One final thing to note is that by itself, the above algorithm generally
increases the code size of the interpreter binary quite substantially. A
large part of this is that some rules, when you call specializeBy
on them,
return a matrix that is not much smaller than the original matrix. This leads
to the property that instead of a linear size in the total decision trees,
the size is closer to O(n*m)
where n is the size of the original decision tree
and m is the number of rules.
The solution we applied to deal with this is to set a threshold heuristic as a number between 0 and 1. We then compare the number of rows in the specialized matrix to the number of rows in the original matrix, as a fraction.
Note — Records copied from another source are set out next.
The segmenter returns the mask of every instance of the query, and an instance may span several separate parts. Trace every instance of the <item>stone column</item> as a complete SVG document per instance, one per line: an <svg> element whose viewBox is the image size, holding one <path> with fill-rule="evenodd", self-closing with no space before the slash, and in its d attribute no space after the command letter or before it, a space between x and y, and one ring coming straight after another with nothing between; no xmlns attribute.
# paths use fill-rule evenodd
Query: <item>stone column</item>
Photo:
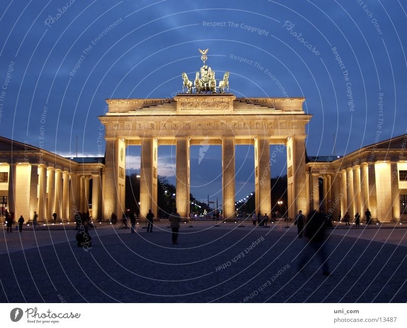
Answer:
<svg viewBox="0 0 407 328"><path fill-rule="evenodd" d="M271 187L270 182L270 144L268 138L257 138L254 141L255 155L257 149L257 157L255 157L254 182L256 212L260 211L263 215L271 211ZM305 169L305 167L304 167ZM304 169L304 174L305 171ZM288 204L283 205L288 210ZM286 214L288 215L288 214Z"/></svg>
<svg viewBox="0 0 407 328"><path fill-rule="evenodd" d="M328 175L327 174L323 174L322 176L323 198L321 199L321 201L324 204L324 211L326 212L328 211L328 190L329 186L328 183Z"/></svg>
<svg viewBox="0 0 407 328"><path fill-rule="evenodd" d="M49 218L47 216L47 167L43 164L39 165L40 168L40 194L38 202L38 218L47 222Z"/></svg>
<svg viewBox="0 0 407 328"><path fill-rule="evenodd" d="M38 166L31 164L30 185L30 219L34 218L34 212L38 212Z"/></svg>
<svg viewBox="0 0 407 328"><path fill-rule="evenodd" d="M62 170L55 170L55 212L58 218L62 217L62 199L63 197L62 185Z"/></svg>
<svg viewBox="0 0 407 328"><path fill-rule="evenodd" d="M319 174L311 173L311 195L312 199L312 210L317 210L319 205Z"/></svg>
<svg viewBox="0 0 407 328"><path fill-rule="evenodd" d="M179 151L177 151L177 155ZM157 216L157 140L153 138L146 138L141 140L141 163L140 167L140 216L142 219L151 210ZM177 165L178 165L178 159ZM177 167L177 181L178 179L178 169ZM177 188L178 188L177 182ZM181 186L180 186L180 188ZM182 192L180 191L182 197ZM178 201L178 190L177 190L177 201ZM188 199L189 199L188 195ZM181 214L178 208L179 213Z"/></svg>
<svg viewBox="0 0 407 328"><path fill-rule="evenodd" d="M301 210L306 217L309 212L309 204L306 188L305 136L294 137L293 148L295 213L298 213Z"/></svg>
<svg viewBox="0 0 407 328"><path fill-rule="evenodd" d="M349 216L352 219L355 213L354 208L354 193L353 193L353 170L352 167L346 168L346 193L347 208L345 211L349 213Z"/></svg>
<svg viewBox="0 0 407 328"><path fill-rule="evenodd" d="M52 217L55 211L55 168L48 168L48 204L47 217Z"/></svg>
<svg viewBox="0 0 407 328"><path fill-rule="evenodd" d="M97 221L100 218L100 175L92 174L92 219Z"/></svg>
<svg viewBox="0 0 407 328"><path fill-rule="evenodd" d="M110 218L111 213L115 211L116 208L116 182L117 181L118 168L114 164L114 157L117 150L115 149L115 138L105 138L106 155L105 156L105 185L103 187L104 195L103 195L103 207L104 208L104 216ZM82 203L81 202L81 204ZM116 213L116 215L120 219L121 215Z"/></svg>
<svg viewBox="0 0 407 328"><path fill-rule="evenodd" d="M332 203L332 199L333 198L332 197L333 186L332 186L332 176L331 174L326 174L325 175L325 178L327 181L327 193L326 196L326 200L325 201L326 206L325 211L328 212L328 208L331 207L331 205Z"/></svg>
<svg viewBox="0 0 407 328"><path fill-rule="evenodd" d="M83 213L85 212L85 177L82 175L80 177L80 212Z"/></svg>
<svg viewBox="0 0 407 328"><path fill-rule="evenodd" d="M374 164L369 165L369 210L372 215L372 219L377 219L377 200L376 196L376 170ZM366 219L366 218L365 218Z"/></svg>
<svg viewBox="0 0 407 328"><path fill-rule="evenodd" d="M340 182L340 195L342 196L341 202L340 211L341 217L343 217L345 213L347 211L347 188L346 188L346 171L345 170L342 170L340 171L341 182Z"/></svg>
<svg viewBox="0 0 407 328"><path fill-rule="evenodd" d="M235 138L222 139L222 197L224 219L234 219ZM270 181L270 180L269 180ZM256 197L257 197L256 194Z"/></svg>
<svg viewBox="0 0 407 328"><path fill-rule="evenodd" d="M79 181L79 184L80 184ZM69 193L69 216L67 218L68 221L72 221L74 219L74 214L75 212L79 211L78 195L78 183L76 174L73 173L71 173L70 180L70 191Z"/></svg>
<svg viewBox="0 0 407 328"><path fill-rule="evenodd" d="M182 218L189 213L189 140L177 139L177 182L176 203Z"/></svg>
<svg viewBox="0 0 407 328"><path fill-rule="evenodd" d="M367 163L360 164L360 217L369 208L369 168Z"/></svg>
<svg viewBox="0 0 407 328"><path fill-rule="evenodd" d="M89 190L90 188L91 178L89 176L85 177L85 208L83 211L87 212L89 211Z"/></svg>
<svg viewBox="0 0 407 328"><path fill-rule="evenodd" d="M10 164L9 166L9 186L7 193L7 210L9 213L14 214L14 220L16 220L16 178L17 175L17 165L15 163Z"/></svg>
<svg viewBox="0 0 407 328"><path fill-rule="evenodd" d="M63 173L63 185L62 191L62 216L60 219L64 221L69 218L69 172L64 171Z"/></svg>
<svg viewBox="0 0 407 328"><path fill-rule="evenodd" d="M359 215L361 214L360 190L360 167L359 165L355 165L353 168L353 192L355 195L353 203L354 216L356 215L357 212L359 213Z"/></svg>
<svg viewBox="0 0 407 328"><path fill-rule="evenodd" d="M398 170L397 162L390 163L391 172L390 182L391 183L391 202L394 222L400 220L400 189L398 187Z"/></svg>

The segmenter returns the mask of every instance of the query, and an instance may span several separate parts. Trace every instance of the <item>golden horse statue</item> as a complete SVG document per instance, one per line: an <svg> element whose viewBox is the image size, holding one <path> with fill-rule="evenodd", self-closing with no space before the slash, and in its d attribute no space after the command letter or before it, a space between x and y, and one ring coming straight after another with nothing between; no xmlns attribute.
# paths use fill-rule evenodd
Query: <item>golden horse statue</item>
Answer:
<svg viewBox="0 0 407 328"><path fill-rule="evenodd" d="M182 78L184 80L184 84L182 86L183 92L185 91L187 94L192 94L193 85L192 81L189 80L187 73L185 72L182 73Z"/></svg>
<svg viewBox="0 0 407 328"><path fill-rule="evenodd" d="M225 93L226 88L229 91L229 72L226 72L223 75L223 79L219 81L219 92L222 94Z"/></svg>

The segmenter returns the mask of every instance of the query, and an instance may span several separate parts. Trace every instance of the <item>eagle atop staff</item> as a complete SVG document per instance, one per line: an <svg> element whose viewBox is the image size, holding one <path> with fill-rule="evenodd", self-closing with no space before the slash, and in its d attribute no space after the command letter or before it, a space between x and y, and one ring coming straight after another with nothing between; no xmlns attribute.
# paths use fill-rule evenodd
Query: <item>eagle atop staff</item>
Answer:
<svg viewBox="0 0 407 328"><path fill-rule="evenodd" d="M200 52L201 54L202 54L202 55L200 56L200 58L202 61L204 62L204 64L205 64L205 62L206 62L207 59L208 59L208 57L207 57L207 53L208 53L209 48L208 48L205 50L201 50L200 49L198 49L198 50L199 50L199 52Z"/></svg>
If the fraction is larger than the threshold, we say that the matrix does not specialize well for this rule, and we simply discard that matrix and the resulting decision tree and fall back on constructing the original RHS of the rule and using the original decision tree at runtime. We have found that a threshold of 1/2 works quite well for us, but this can be increased in order to improve the execution speed somewhat, or decreased to decrease the code size somewhat. Of course, in either direction you will eventually see diminishing returns.
[1] Maranget, Luc. "Compiling pattern matching to good decision trees." Proceedings of the 2008 ACM SIGPLAN workshop on ML. 2008.
[2] Benanav, Dan, Deepak Kapur, and Paliath Narendran. "Complexity of matching problems." Journal of symbolic computation 3.1-2 (1987): 203-216.